Figure 18: Comparison of inequality metrics by source
The analysis based on income values is only possible for the units where both official statistics and our own calculations are simultaneously available. However, it can be used as an indication of the overall precision of the estimates for areas where official information is not available. Moreover, since the inequality indices are calculated based on income data, the assessment also provides information about the consistency of the decile income estimates. Figure 19 shows a comparison of the aggregated mean equivalised household income values estimated in this work and those provided by the NSIs and Eurostat (ilc_di04).
""
Figure 19: Comparison of household income data by source

7.5. Data limitations

The data preparation steps described in this annex highlight several caveats and limitations of the municipal income and inequality statistics available from the Nordic NSIs:
  • Non-harmonised statistical definitions: Income data are not entirely comparable across countries and territorial levels. In some cases, the data aggregate various sources of income, including capital gains and similar streams, while other data only include cash income. Most frequently, income data are provided as net income (after tax), but in some cases they are given as total income (before tax). Some data are provided as equivalised monetary values (i.e. household income divided by the equivalised number of household members), whereas other NSIs provide non-equivalised household income. Additionally, some income datasets are segmented by deciles or similar groupings, while others provide aggregated income inequality data alongside mean or median values for the entire statistical unit.
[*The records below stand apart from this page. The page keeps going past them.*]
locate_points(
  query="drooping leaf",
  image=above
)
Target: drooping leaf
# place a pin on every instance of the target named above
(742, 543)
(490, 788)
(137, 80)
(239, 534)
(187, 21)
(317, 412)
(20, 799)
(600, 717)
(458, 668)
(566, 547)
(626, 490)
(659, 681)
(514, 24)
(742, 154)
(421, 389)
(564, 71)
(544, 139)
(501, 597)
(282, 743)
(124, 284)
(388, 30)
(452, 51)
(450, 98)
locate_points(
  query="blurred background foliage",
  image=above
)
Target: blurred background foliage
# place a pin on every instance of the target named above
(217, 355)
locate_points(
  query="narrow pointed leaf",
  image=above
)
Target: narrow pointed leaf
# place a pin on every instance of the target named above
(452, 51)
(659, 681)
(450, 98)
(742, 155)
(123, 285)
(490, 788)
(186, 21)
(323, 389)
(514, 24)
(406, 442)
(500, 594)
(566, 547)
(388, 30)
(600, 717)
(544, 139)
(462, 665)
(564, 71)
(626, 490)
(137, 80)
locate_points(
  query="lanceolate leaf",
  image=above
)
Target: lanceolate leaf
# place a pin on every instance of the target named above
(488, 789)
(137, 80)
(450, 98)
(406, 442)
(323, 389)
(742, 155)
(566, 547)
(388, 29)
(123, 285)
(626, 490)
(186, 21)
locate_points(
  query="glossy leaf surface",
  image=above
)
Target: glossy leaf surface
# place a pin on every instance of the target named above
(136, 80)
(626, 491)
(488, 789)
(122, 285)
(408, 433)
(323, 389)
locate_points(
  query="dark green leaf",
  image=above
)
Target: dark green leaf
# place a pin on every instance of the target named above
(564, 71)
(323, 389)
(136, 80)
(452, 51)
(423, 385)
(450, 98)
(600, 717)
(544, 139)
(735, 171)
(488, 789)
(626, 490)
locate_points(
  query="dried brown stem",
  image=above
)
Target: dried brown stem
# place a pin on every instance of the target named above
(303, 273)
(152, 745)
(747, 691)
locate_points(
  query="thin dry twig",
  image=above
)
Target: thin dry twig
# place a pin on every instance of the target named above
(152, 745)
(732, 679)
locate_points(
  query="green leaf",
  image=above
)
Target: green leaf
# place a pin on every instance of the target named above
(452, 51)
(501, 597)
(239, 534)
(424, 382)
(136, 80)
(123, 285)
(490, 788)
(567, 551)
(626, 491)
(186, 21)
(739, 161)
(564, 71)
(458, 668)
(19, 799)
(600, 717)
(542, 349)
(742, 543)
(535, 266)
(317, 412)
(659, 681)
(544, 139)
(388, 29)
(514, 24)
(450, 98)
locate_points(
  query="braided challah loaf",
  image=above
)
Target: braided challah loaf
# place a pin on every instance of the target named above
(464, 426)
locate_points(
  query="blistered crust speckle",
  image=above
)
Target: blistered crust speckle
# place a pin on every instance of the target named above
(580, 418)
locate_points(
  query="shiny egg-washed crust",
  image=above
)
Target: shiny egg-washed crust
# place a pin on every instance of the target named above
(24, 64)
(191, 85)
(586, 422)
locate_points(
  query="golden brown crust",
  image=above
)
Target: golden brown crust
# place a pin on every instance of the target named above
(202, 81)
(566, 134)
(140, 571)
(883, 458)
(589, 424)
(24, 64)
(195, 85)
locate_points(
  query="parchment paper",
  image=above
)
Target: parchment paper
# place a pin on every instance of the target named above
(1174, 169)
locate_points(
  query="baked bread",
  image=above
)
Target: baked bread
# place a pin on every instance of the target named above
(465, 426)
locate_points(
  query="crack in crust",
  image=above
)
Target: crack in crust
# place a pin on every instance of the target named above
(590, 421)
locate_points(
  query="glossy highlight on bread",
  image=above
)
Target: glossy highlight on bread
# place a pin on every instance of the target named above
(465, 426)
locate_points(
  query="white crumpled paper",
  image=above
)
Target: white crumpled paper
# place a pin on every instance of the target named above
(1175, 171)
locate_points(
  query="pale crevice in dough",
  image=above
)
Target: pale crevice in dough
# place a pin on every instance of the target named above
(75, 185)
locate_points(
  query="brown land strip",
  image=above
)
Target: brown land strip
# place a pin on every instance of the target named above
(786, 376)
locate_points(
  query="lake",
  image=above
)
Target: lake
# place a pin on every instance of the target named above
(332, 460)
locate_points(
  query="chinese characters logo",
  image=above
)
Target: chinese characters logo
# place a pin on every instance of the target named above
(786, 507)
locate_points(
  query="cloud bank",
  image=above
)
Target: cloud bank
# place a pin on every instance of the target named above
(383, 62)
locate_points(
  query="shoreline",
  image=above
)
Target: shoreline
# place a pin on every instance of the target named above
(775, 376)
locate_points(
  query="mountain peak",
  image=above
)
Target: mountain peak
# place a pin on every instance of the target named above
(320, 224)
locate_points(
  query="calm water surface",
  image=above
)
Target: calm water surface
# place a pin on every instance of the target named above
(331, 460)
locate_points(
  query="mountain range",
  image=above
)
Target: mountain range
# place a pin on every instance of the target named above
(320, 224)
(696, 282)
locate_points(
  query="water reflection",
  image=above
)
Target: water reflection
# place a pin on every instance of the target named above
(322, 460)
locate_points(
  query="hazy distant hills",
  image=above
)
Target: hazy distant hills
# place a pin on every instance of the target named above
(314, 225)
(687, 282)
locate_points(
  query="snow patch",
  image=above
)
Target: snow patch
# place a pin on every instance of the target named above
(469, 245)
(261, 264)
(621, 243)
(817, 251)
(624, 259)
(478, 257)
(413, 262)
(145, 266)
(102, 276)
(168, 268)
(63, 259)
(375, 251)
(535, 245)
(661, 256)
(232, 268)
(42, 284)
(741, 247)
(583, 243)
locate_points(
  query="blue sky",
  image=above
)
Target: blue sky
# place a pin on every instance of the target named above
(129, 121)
  • Persistent data gaps: Virtually all the income datasets available from the NSIs of the Nordic countries have data gaps. That may be due to the discontinuation of various indices and/or modifications of internal territorial definitions and geographical delimitations within each country. Since some of the statistical methods applied in this work require long data series, such gaps had to be filled using data interpolation and/or imputation methods.
  • Lack of robust measures of income inequality: Virtually all the Nordic NSIs provide Gini coefficients at various territorial levels. However, only a few offices provide alternative indices such as Theil and Atkinson indices. Often, those complementary metrics are not the same or are not calculated on the basis of the same data across regions.
All those factors hinder an accurate analysis of the structural characteristics and development of income inequalities in the Nordic Region.